Justiça Federal inicia projeto piloto do AGROJEF no interior de Mato Grosso
Em cerca de 15 minutos, centenas de moradores do remoto município de Ipiranga do Norte, em Mato Grosso, deram o primeiro passo rumo à solução de problemas agrários, ambientais e previdenciários que se arrastavam por anos. Nesta terça e quarta-feira, dias 31 de julho e primeiro de agosto, a Justiça Federal deslocou-se à região, a 480 km da capital Cuiabá, para dar início à fase de atermação do projeto piloto do AGROJEF: uma iniciativa inédita voltada à regularização previdenciária e agrária de assentados rurais do Incra, no âmbito dos Juizados Especiais Federais (JEFs).
Os dois dias de trabalho resultaram em mais de 150 atendimentos e cerca de 120 atermações (números parciais), realizadas no ginásio municipal de Ipiranga do Norte. Foi a oportunidade, para dezenas de jurisdicionados, de ter o primeiro contato com a Justiça Federal e a possibilidade de ingressar com ações judiciais em causas de pequeno valor. “É um olhar do estado para eles. A gente percebe que eles têm pouca informação sobre o funcionamento da regularização de uma área rural”, afirmou a diretora da Subseção Judiciária de Diamantino/MT, juíza federal Vanessa Curti Perenha Gasques, responsável pela idealização e coordenação do AGROJEF.
Nos últimos meses, a magistrada envidou esforços e costurou parcerias que tornaram possível a concretização do projeto. Aproveitou-se do JEF itinerante, em curso no município de Nova Mutum, a 260 km de Cuiabá, para “estender” a ação até a região mais ao norte do estado. Para tanto, contou com a participação de três servidores da subseção de Diamantino, de dois oficiais de justiça de Cuiabá e dois peritos do INSS, além de uma força tarefa composta pelo Incra, Ibama, Exército e Polícia Federal. Também obteve apoio da Empresa Mato-grossense de Pesquisa, Assistência e Extensão Rural (Empaer), da Secretaria de Agricultura e Meio Ambiente e da Prefeitura de Ipiranga do Norte. “É um projeto muito bem elaborado [...] e fundamental para o município, que foi criado, essencialmente, de assentamentos da reforma agrária”, declarou o prefeito Orlei José Grasseli.
O AGROJEF desloca-se, nesta quinta-feira, dia 2, para a região de Tapurá, segundo município atendido pelo projeto piloto, onde conclui a fase de atermação. Das últimas 48 horas, as equipes distribuídas em sete veículos levam a lembrança de personagens e histórias da vida sofrida no campo, que agora figuram em processos judiciais. É o caso da dona de casa Vilma de Souza, 46 anos. Ela protocolou hoje a ação na Justiça Federal, na esperança de conseguir um dos 44 lotes do assentamento Santa Irene, a 40 km de Ipiranga do Norte.
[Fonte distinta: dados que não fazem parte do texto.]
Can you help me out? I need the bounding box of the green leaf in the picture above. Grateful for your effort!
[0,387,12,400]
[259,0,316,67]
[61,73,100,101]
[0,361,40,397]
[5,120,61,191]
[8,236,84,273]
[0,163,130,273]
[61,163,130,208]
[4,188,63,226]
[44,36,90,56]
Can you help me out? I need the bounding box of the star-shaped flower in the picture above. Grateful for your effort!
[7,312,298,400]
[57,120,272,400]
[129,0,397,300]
Lá, pretende plantar e garantir o sustento da família. Casada e mãe de três filhos, dona Vilma morou a vida toda na região de Ipiranga do Norte, e acompanha a labuta diária do marido na extração de raízes que impedem o plantio da soja, principal motor da economia local.
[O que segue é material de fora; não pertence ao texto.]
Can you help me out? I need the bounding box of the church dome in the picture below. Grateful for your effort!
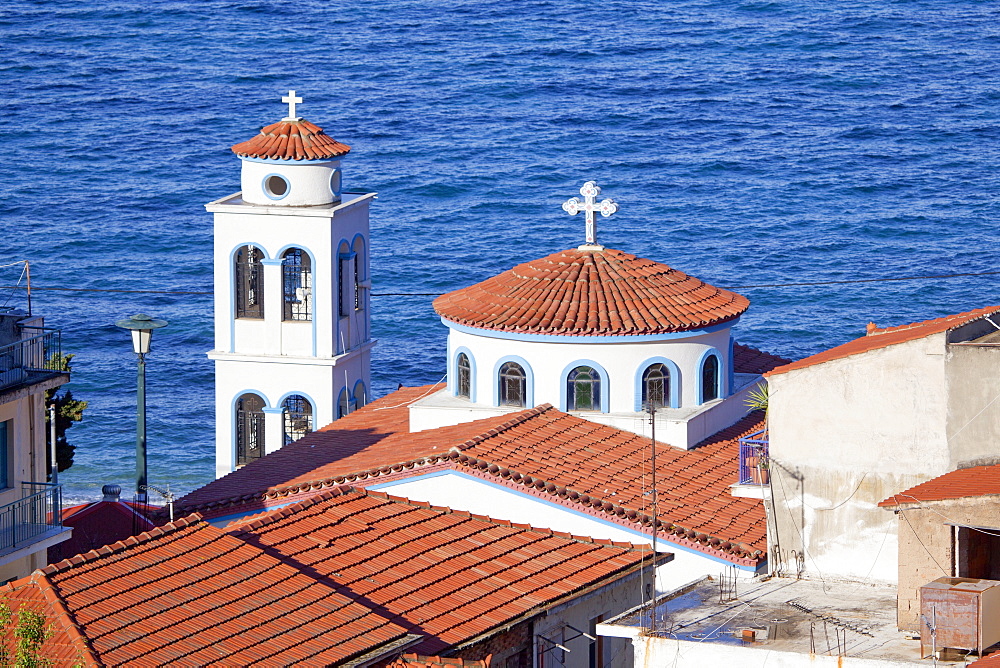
[231,118,351,161]
[433,247,750,337]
Nas pernas, movimentadas com a ajuda de muletas, a dona de casa leva marcas de décadas de trabalho árduo na extração de látex das seringueiras, que resultaram em sérios problemas motores e um desvio na coluna. Sobrevive com os cerca de R$ 700 por mês do trabalho na lavoura. Após fazer a atermação, a juíza federal Vanessa Curti e um servidor do Incra foram ao local e constataram: a terra que a família pleiteia, ao lado do lote que ocupam há três anos, está improdutiva. Por isso, o atual proprietário pode perder o direito à reforma agrária. “Meu sonho é ter uma terra para eu morar com meus filhos. Já sofri demais em terra dos outros”, desabafou Vilma.
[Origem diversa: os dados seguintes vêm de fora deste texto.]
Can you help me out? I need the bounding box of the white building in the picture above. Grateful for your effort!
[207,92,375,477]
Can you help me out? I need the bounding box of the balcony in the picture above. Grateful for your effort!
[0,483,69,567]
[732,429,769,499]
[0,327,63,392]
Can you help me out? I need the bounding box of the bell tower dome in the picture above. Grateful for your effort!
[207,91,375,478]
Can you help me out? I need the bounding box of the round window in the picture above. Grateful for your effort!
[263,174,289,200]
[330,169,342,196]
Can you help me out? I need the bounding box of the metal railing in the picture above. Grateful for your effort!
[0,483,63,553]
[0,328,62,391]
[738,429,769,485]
O processo da dona de casa e todos os demais atermados em Ipiranga do Norte e que serão formulados em Tapurá (Tapurah), serão alvo da terceira fase do AGROJEF, a de audiências, marcada para ocorrer entre os dias 24 e 28 de setembro.
Os dois municípios foram escolhidos como ponto de partida do projeto devido à grande concentração de assentamentos rurais – sete apenas em Ipiranga do Norte, com 598 famílias assentadas –, e à proximidade com a Subseção Judiciária de Diamantino. A expectativa da coordenadora do AGROJEF é que a ideia seja difundida em toda a Primeira Região e, posteriormente, nas demais regiões da Justiça Federal. “São demandas próprias do interior e que precisam ser vistas com mais atenção pelo Judiciário”, finalizou Vanessa Curti.